A proxy server is one of several solutions to the problems associated with connecting your intranet or corporate network to the Internet. A proxy server is a program that handles traffic to
external host systems on behalf of the client software running on the protected network; this means that clients access the Internet through the proxy server. It’s a bit like those one-way mirrors—
you can see out, but a potential intruder cannot see in.

Note:

Another mechanism used to monitor and control traffic between the Internet and an internal network is a firewall. Although the functions performed by proxy servers and firewalls are related and appear in combination products, they’ll be presented in different chapters here. You will find more information on firewalls in Chapter 9, “Fault Tolerance and Disaster Recovery,” while additional coverage of various proxies can be found in Chapter 8, “Network Access and Security.”

A proxy server sits between a user on your network and a server out on the Internet. Instead of communicating with each other directly, each talks to the proxy (in other words, to a “standin”).
From the user’s point of view, the proxy server presents the illusion that the user is dealing with a genuine Internet server. To the real server on the Internet, the proxy server gives the illusion that the real server is dealing directly with the user on the internal network. So a proxy server can be both a client and a server; it depends on which way you are facing. The point to remember here is that the user is never in direct contact with the Internet server, as Figure 3.6 illustrates.
       The proxy server does more than just forward requests from your users to the Internet and back.

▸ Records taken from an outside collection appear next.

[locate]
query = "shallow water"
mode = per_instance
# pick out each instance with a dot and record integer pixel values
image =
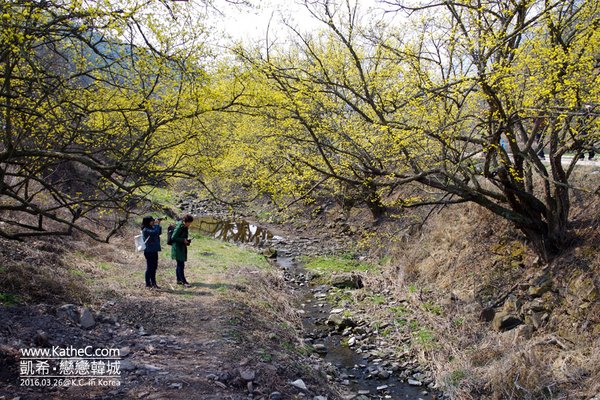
(353, 367)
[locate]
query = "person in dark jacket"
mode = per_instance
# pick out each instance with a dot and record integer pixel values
(151, 231)
(179, 248)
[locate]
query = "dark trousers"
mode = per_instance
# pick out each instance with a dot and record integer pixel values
(151, 267)
(180, 272)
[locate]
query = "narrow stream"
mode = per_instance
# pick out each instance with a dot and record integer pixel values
(368, 377)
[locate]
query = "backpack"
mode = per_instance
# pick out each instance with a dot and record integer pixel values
(170, 230)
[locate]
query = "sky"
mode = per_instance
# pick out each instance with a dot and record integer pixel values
(251, 24)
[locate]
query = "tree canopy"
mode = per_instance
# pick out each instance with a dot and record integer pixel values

Because it examines and makes decisions about the requests that it processes, it can control
what your users can do. Depending on the details of your security policy, client requests can be approved and forwarded, or they can be denied. And rather than requiring that the same restrictions be enforced for all users, many advanced proxy server packages can offer different capabilities to different users. 

FIGURE 3 . 6 How a proxy server works

Warning:

A proxy server can be effective only if it is the only type of connection between an internal network and the Internet. As soon as you allow a connection that does not go through a proxy server, your network is at risk.

Proxy Server Caching

Many proxy servers can cache documents, which is particularly useful if a number of clients request the same document independently. With caching, the client request is filled more

quickly and Internet traffic is reduced. The types of caching are as follows: 

      Active Caching The proxy server uses periods of low activity to go out and retrieve documents that it thinks will be requested by clients in the near future.

      Passive Caching The proxy server waits for a client to make a request, retrieves the document, and then decides whether or not to cache the document.

Note:

Some documents, such as those from a paid subscription service or those that are subject to constant change (for example, documents from financial institutions, documents relating to stock ticker records, and those requiring specific authentication) cannot be cached.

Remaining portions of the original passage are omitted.